Governo se adapta bem ao fim da CPMF, mas processo não deixa fruto duradouro na tributação nem no gasto público
O teor das medidas propostas pelo governo federal para compensar o fim da CPMF não era segredo. O corte de gastos nos três Poderes e o aumento de impostos mais à mão do Executivo - caso do IOF e da CSLL - já haviam sido anunciados para quem quisesse ouvir. O que se divulgou anteontem foi apenas a calibragem entre esses fatores.O ideal seria que o governo abrisse mão do recurso de aumentar tributos. Se tivesse levado a sério o caráter provisório da CPMF, cinco anos de mandato teriam sido suficientes para adaptar-se à vida sem imposto do cheque. Mas o presidente Lula apertou irresponsavelmente o acelerador das despesas permanentes do Estado e chegou à véspera de 2008 sem condições de substituir de chofre R$ 38 bilhões nas receitas federais.
À primeira vista, parece fácil abater essa quantia de um Orçamento de R$ 700 bilhões. O problema é que quase 90% das receitas federais têm destinação obrigatória, por força de lei e/ou compromissos fiscais assumidos. Trata-se de transferências para Estados e municípios, vinculações para saúde e educação, despesas com salários de servidores, com benefícios previdenciários e assistenciais, com juros e encargos da dívida pública etc.
Sobram cerca de R$ 70 bilhões em despesas passíveis de ser canceladas, conjunto em que se inclui a segunda vítima preferencial - perde apenas para os contribuintes - dos ajustes fiscais até aqui: os investimentos federais. Diante disso, um corte de R$ 20 bilhões, como o prometido pelo governo, não seria pequeno e provavelmente redundaria em diminuição da carga tributária federal em 2008.

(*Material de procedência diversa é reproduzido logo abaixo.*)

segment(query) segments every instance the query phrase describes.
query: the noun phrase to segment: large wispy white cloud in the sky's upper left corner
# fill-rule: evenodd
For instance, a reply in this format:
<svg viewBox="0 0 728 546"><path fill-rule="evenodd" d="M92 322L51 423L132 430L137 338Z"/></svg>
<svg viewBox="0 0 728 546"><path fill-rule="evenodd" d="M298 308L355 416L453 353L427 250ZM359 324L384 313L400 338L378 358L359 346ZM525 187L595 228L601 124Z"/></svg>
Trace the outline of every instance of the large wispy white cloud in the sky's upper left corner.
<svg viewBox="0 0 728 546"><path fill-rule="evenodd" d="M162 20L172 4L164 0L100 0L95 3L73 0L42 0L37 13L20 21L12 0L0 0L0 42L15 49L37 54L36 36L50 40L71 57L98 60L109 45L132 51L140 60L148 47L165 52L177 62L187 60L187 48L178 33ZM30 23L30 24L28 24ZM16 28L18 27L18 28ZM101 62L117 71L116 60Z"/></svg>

O aumento do IOF é ruim para o crédito e as operações financeiras em geral, mas, na maioria dos casos, terá a função de substituir os 0,38 pontos percentuais antes gravados pela CPMF. A subida da CSLL sobre os lucros dos bancos, que há anos vivenciam a profecia do espetáculo do crescimento, foi uma opção razoável, embora o enorme poder de mercado do setor indique que as instituições vão tentar repassar o ônus para seus clientes.
O remendo está feito, enfim, e a economia e as finanças federais terão, como se previa, boas condições de absorver o fim da CPMF com o passar dos meses. O lamentável nesse longo processo é dele não ter restado nenhum ganho duradouro, seja para a estrutura do gasto público, seja para o sistema tributário.
A resposta do governo Lula é uma mera adaptação emergencial. Não contempla nenhum dispositivo para frear os grandes grupos da despesa pública ao longo do tempo - e ampliar a margem para investimentos e para a redução de tributos no futuro. Se a economia continuar crescendo num ritmo parecido com o de 2007, todas as condições para a escalada do gasto público corrente e da carga tributária estarão repostas em 2009.
Uma saída concertada dessa situação, com governo e oposição discutindo a um só tempo a estrutura da tributação e do gasto, continua possível. Basta, como diz o clichê, vontade política.